The South Africa Reserve Bank became the last of the "Fragile 5" emerging markets central banks to raise interest rates early Wednesday morning. This followed an emergency midnight meeting of the Central Bank of the Republic of Turkey that stunned markets by raising the country's benchmark rate by 425 basis points to 12 per cent.
The rate hikes were designed to stem mass capital outflows that present very real risks to S&P/TSX Composite index and the value of the Canadian dollar.
It's too early to tell if the shock and awe central bank moves will stem the tide of emerging markets currency and bond market selling. For now, the Turkish lira and South African Rand are more or less stable against the U.S. dollar.
Canadians should hope it stays that way.
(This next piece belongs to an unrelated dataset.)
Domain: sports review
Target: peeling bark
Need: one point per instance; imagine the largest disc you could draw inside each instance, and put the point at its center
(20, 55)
It wouldn't surprise me if every single macro-focused hedge fund on the planet had a short-biased position in either the rand or the Turkish lira. If these trades are successful, they will head off in search of the next developing world currency limping behind the herd. The potential prey – which includes Brazil, Indonesia, Mexico, Thailand and Poland – will be much larger and more relevant to global economic growth.
The rising interest rate environment in the emerging markets already presents a significant hurdle to those countries' economic growth. India's benchmark rate has climbed 300 basis points to 10.5 per cent over the past year and Brazil's central bank has upped their benchmark rate by 190 basis points in the same period.
Brazilian and Indian investors will invest less at these rates and foreigners have no interest in exposure to the two countries' unattractive combination of slow growth and sliding currencies. Both nations' economic growth will inevitably slow further.
For Canadian investors, it's not time to panic but a "whistling past the graveyard/Mr. Magoo" strategy is also ill-advised. I've noted previously that Canadian equities have been closely tracking the MSCI Emerging Markets Index. The S&P/TSX Composite is directly in the way of a crumbling emerging markets growth story. Tactically, the longer this goes on, the more cash and the fewer resource stocks Canadians should own.
Long Term Capital Management, the Asian currency crisis, the tech bubble, and the financial crisis are all examples of how global market problems that seemingly have little to do with the Canadian economy can blow big holes in domestic portfolio performance. We're not there yet, but this emerging markets mini-crisis could grow into another example of this unfortunate pattern.
If there was ever a time that Canadian investors could ignore the global economy, that time is long past.